Noah Baumbach est sans doute, avec Richard Linklater, l’un des grands auteurs du couple marié et de la famille, des Berkman se séparent au très bon The Meyerowitz Stories, déjà un Netflix Original. Qu’il revienne réaliser pour la plateforme un long-métrage sur le divorce, comme un remake (difficilement évitable sur le sujet) de Kramer contre Kramer, avec l’excellent Adam Driver et Scarlett Johansson, est donc assez réjouissant.

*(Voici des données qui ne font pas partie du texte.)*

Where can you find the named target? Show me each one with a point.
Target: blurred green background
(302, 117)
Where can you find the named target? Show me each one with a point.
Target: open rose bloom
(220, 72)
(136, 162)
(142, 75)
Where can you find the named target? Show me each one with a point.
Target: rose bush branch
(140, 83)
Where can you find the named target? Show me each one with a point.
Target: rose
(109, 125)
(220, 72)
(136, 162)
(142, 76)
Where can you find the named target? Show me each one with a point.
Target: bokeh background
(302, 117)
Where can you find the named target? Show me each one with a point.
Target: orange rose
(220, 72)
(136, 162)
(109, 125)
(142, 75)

Et en effet, quand il aborde ce couple en difficulté, essayant de vivre aussi bien que possible sa rupture inéluctable malgré leur tendresse réciproque évidente, il le fait avec une extrême délicatesse et joliesse, dont je ne suis pas surpris qu’elle ait séduit les grandes cérémonies.

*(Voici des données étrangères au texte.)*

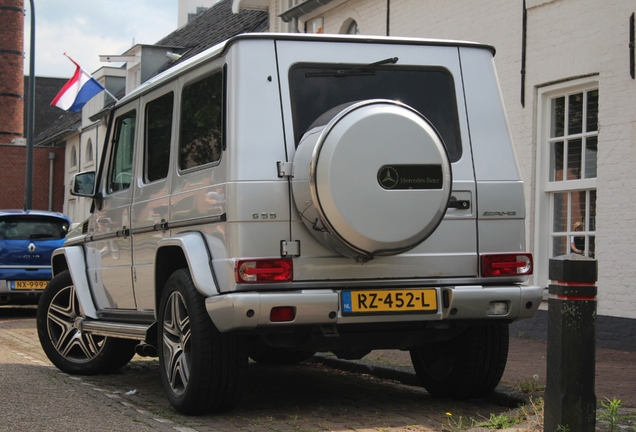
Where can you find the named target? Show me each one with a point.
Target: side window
(431, 91)
(201, 131)
(120, 171)
(158, 135)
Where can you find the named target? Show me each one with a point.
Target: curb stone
(502, 396)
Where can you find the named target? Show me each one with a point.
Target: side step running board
(139, 332)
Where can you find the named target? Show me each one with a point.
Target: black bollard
(570, 400)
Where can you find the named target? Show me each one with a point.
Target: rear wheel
(202, 370)
(466, 367)
(70, 349)
(278, 356)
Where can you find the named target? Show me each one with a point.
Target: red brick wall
(13, 178)
(11, 70)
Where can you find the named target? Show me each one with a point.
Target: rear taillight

Même s’il se montre parfois un peu trop programmatique dans sa manière de penser la représentation du couple, l’image du couple comme métaphore du couple, il s’efforce d’y céder avec une caméra un peu lâche, une photographie grossière si j’ose dire, qui permet de moins s’attarder sur le « truc » que si tout était cadré avec une rigueur de géomètre. Il faut dire que c’est une force du chef op’ Robbie Ryan (La Favorite, Moi, Daniel Blake, American Honey, Les Hauts de Hurlevent) que de savoir restituer un certain naturel à force de sophistication.

L’impression d’authenticité sera d’autant plus forte pour qui a vécu les séparations difficiles, personnellement ou de ses parents, la radicalisation des positions par les avocats, le gouffre financier qu’ils représentent, l’ouverture de son intimité à de parfaits inconnus, le déchirement de tous…

On regrettera d’autant plus que Baumbach cède de temps à autre à ses démons, une propension parfois excessive à la caricature (notamment avec la famille de Nicole), dans un burlesque amusant jusqu’à un certain point et contraire à toutes les propensions au naturalisme ensuite, et surtout un vain snobisme.

Bien entendu, il est particulièrement intéressant qu’il ait choisi de porter son intérêt sur un metteur en scène et son actrice quand on le sait lui-même en couple avec la réalisatrice, scénariste et actrice Greta Gerwig (par exemple responsable récemment de l’excellent Little Women). De sorte que certaines références à la création contemporaine et à la technique créent du cadre et une dimension méta agréables, quand ils ne virent pas au bête name-dropping et ne s’inscrivent pas dans un cadre bourgeois, très typé « LA », bloquant toute identification.

C’est ce qui m’empêche d’admirer pleinement cette Marriage Story, de l’envisager dans un top 2019 où il aurait aisément pu briguer une place par son sujet fort et assez rare, surtout avec une telle qualité d’écriture et d’interprétation, par son immense humanité dans les moments les plus délicats.